Saving Tactics for Future Care

These days, Canadians are living longer than ever, with men living to an average age of 80, and women, in general, making it to 84 years, according to the World Health Organization. Unfortunately, Canadians’ saving habits have not kept pace, meaning this group risks outliving their money or not having the funds to support future and long-term care needs.

While many Canadians assume that their earlier retirement years (when they’ll likely be engaged in such activities as golf and travel) will be their most expensive, it’s actually their later years when they may need long-term care or home care that will be the most expensive, Cathie Hurlburt of Vancouver’s Assante Financial Management Ltd. explained to The Globe and Mail.

Five percent of Canadians will end up needing long-term care but a survey done by Leger Marketing for the Canadian Life and Health Insurance Association (CLHIA) found that 74 percent of respondents said they haven’t accounted for long-term care in their retirement plans.

The Cost of Long-Term Care

When it comes to preparing for the possibility of needing to pay for long-term care (either in a private or government-subsidized residence where 24-hour nursing and personal care is provided), there are two main options.
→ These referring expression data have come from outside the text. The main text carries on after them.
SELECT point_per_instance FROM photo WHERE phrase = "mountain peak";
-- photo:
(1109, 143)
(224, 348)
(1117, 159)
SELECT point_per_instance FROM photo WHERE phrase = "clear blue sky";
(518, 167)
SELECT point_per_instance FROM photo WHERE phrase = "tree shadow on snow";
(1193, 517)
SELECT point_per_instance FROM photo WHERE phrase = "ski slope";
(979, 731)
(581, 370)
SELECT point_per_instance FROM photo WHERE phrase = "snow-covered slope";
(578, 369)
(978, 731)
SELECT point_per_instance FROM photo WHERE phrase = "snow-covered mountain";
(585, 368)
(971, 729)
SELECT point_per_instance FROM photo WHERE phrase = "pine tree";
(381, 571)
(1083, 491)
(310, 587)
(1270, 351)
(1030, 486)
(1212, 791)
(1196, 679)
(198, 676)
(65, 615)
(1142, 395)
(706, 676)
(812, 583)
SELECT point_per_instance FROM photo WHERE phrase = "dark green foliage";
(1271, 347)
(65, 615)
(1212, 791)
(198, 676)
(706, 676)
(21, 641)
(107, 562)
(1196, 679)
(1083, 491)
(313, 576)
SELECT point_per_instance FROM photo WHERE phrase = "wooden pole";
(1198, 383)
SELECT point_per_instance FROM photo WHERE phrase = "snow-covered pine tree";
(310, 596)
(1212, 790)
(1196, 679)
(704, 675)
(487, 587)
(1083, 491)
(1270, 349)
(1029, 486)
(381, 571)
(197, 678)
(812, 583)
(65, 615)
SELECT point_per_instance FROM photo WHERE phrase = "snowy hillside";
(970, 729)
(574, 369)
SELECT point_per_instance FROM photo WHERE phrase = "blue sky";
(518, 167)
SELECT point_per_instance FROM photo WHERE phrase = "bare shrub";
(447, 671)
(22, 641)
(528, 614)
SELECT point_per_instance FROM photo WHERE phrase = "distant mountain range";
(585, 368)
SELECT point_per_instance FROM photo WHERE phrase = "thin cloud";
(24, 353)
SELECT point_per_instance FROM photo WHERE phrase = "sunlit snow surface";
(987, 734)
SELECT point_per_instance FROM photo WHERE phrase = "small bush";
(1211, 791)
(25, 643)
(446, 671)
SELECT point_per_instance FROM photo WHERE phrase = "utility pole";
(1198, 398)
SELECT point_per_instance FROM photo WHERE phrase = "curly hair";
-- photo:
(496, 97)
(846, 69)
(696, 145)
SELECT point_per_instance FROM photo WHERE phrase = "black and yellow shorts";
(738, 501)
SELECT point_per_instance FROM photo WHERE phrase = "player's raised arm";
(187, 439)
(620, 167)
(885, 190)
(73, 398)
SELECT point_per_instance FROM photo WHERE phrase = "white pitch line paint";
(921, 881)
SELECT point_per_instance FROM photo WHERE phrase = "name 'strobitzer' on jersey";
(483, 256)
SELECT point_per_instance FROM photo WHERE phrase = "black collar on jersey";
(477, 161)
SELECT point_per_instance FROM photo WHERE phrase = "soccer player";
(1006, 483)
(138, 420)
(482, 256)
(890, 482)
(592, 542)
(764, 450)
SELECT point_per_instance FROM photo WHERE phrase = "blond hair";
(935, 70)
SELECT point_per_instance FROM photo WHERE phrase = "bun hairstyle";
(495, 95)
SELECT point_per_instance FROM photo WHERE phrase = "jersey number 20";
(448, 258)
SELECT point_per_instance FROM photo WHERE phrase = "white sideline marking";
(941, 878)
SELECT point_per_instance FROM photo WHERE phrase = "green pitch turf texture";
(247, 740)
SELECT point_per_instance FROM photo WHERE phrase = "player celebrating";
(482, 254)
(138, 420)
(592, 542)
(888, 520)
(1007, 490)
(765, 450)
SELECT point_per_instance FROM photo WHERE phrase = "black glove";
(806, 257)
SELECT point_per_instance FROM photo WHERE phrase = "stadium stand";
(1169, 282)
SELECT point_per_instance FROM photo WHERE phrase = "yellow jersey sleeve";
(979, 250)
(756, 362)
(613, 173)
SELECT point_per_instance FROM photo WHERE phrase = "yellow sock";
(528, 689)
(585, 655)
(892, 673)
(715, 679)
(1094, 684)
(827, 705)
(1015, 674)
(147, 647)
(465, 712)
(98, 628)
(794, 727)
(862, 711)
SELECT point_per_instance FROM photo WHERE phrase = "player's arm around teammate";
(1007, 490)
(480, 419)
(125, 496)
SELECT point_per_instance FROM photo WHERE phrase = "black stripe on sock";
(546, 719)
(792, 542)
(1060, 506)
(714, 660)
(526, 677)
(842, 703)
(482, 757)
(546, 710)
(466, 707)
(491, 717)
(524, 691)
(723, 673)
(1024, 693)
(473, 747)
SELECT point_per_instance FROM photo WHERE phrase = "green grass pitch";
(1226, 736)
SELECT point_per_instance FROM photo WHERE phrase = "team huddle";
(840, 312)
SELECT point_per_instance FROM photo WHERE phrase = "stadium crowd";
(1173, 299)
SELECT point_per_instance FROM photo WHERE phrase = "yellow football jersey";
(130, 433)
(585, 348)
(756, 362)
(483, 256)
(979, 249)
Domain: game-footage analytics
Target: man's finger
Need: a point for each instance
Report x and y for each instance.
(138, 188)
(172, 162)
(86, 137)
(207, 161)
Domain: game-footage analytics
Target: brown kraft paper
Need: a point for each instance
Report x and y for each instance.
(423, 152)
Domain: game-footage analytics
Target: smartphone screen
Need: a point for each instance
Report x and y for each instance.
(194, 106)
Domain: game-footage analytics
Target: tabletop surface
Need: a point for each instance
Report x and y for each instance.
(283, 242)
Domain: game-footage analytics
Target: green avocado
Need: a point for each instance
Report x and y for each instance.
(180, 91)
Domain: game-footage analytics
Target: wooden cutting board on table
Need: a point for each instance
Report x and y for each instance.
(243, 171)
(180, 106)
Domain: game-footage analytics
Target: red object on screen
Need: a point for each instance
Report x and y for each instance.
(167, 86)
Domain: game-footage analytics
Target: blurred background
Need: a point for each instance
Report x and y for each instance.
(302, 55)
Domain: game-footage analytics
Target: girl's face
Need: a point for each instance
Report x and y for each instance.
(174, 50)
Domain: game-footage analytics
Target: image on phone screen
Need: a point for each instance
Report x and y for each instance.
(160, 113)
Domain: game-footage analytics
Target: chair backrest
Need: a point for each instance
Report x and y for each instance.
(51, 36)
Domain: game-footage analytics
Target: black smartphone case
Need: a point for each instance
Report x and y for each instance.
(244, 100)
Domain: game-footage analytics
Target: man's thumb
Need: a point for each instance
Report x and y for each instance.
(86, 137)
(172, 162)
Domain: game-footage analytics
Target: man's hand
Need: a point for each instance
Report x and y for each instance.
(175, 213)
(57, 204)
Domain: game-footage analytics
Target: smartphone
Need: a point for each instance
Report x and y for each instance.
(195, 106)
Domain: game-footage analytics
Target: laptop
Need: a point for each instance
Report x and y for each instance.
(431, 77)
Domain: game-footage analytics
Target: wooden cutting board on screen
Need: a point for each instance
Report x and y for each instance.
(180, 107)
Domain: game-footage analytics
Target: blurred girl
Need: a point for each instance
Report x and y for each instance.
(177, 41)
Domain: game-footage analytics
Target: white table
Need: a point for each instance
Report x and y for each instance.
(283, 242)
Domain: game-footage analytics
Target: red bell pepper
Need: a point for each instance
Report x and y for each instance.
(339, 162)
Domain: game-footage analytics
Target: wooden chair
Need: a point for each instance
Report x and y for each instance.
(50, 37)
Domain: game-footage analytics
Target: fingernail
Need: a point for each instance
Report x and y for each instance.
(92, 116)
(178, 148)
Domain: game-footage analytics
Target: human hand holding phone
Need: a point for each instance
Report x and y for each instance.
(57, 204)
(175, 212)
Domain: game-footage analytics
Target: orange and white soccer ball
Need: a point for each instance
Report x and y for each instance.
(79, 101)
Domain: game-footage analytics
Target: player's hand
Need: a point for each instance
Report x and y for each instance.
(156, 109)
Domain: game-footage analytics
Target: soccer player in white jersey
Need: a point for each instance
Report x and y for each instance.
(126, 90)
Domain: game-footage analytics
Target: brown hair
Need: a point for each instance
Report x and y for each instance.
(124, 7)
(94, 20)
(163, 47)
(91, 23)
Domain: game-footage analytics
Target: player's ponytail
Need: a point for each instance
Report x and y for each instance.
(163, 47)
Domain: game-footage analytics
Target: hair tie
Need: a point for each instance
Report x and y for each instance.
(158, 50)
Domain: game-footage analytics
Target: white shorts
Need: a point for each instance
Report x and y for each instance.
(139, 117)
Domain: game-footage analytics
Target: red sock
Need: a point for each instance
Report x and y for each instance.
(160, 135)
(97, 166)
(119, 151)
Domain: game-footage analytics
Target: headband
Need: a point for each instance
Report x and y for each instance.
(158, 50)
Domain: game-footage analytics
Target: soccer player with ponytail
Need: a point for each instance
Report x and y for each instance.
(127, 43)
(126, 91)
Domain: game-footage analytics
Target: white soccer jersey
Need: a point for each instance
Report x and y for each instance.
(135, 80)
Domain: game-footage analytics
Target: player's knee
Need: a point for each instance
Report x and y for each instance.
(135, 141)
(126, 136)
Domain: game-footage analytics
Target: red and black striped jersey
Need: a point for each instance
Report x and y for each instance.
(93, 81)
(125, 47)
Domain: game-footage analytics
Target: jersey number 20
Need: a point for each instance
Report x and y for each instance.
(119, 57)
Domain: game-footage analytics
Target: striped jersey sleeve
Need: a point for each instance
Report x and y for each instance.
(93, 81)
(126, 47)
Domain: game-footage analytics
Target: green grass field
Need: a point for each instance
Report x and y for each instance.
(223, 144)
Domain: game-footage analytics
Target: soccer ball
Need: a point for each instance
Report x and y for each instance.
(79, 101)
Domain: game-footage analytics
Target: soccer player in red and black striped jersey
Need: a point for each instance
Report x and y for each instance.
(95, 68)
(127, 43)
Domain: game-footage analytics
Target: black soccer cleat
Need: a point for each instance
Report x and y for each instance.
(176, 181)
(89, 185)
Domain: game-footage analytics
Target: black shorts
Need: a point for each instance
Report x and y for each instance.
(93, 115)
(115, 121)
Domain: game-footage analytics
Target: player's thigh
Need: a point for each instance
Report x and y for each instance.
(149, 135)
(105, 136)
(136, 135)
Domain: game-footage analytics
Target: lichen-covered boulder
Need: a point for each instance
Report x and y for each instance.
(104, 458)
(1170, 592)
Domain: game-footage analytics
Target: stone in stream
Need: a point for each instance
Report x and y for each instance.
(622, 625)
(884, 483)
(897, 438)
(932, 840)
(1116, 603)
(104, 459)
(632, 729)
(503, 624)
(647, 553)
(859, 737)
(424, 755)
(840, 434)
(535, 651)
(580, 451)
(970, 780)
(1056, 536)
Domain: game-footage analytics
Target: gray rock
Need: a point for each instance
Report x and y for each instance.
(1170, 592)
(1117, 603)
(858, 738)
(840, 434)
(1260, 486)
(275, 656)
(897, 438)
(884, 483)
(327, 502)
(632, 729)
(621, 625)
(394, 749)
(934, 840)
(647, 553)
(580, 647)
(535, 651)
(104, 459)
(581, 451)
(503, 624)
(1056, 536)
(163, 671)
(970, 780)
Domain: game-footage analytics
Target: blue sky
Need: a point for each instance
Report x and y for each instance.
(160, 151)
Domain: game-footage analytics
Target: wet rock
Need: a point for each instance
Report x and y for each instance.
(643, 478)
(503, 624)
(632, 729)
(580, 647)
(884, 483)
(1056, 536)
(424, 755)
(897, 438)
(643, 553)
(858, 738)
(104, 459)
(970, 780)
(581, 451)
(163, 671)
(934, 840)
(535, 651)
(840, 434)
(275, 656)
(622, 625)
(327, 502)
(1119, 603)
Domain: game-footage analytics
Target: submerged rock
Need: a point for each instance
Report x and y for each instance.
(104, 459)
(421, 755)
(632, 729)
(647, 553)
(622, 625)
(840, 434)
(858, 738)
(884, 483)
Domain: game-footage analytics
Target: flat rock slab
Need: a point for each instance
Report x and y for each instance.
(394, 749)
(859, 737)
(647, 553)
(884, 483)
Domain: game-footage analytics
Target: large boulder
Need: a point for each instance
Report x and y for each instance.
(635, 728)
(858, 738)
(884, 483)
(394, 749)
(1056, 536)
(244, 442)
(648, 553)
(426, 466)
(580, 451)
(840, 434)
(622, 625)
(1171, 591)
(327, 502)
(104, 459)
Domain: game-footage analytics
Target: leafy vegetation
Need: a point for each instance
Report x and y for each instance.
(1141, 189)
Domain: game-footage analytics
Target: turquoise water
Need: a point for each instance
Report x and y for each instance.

You can either include this as a component in your retirement savings plan or purchase an insurance policy that will cover the costs of care once you need it.

The cost of long-term care in a government-subsidized residence varies depending on your province. Five years in a long-term care facility in B.C., for instance, will set you back between $59,472 and $189,450. To estimate the amount based on your potential situation, use this clever calculator created by The Globe and Mail https://www.theglobeandmail.com/globe-investor/retirement/long-term-care-costs/article26913111/ (If you choose to live in a private non-government subsidized residence, the costs can be even higher.)

Funding Long-Term Care

Determining whether you should use your own retirement savings or purchase an insurance policy to cover the costs of long-term care depends on a number of factors including the amount of your assets, your income and your age. The rule of thumb is that the best time to buy long-term care insurance is in your 50s when the premiums will still be reasonable. This guide from The Council on Aging of Ottawa can get your thinking about whether long-term care insurance is right for you.

In addition to reading the guide above, it’s also smart to consult trusted financial advisors, insurance providers, trusted family members or long-term financial planning specialists such as those at Living Well Solutions when making decisions about how to fund future and long-term care.

Those not yet having to worry about long-term care may be planning to first live in a retirement residence that offers independent living options. Currently, the province of B.C. doesn’t fund independent living residences, but there is a BC Housing program called SAFER (Shelter for Elderly Renters) for seniors in need of financial support. (bchousing.org)

However, many older adults plan to use their pensions, RRSPs, CPP, income from second careers and other assets to fund the costs of Independent Living. This Retirement Cost Calculator can help you determine how you can afford your ideal retirement community.

Though it can be a complicated topic, there are myriad resources (including those listed above) to help you navigate the world of future care funding solutions.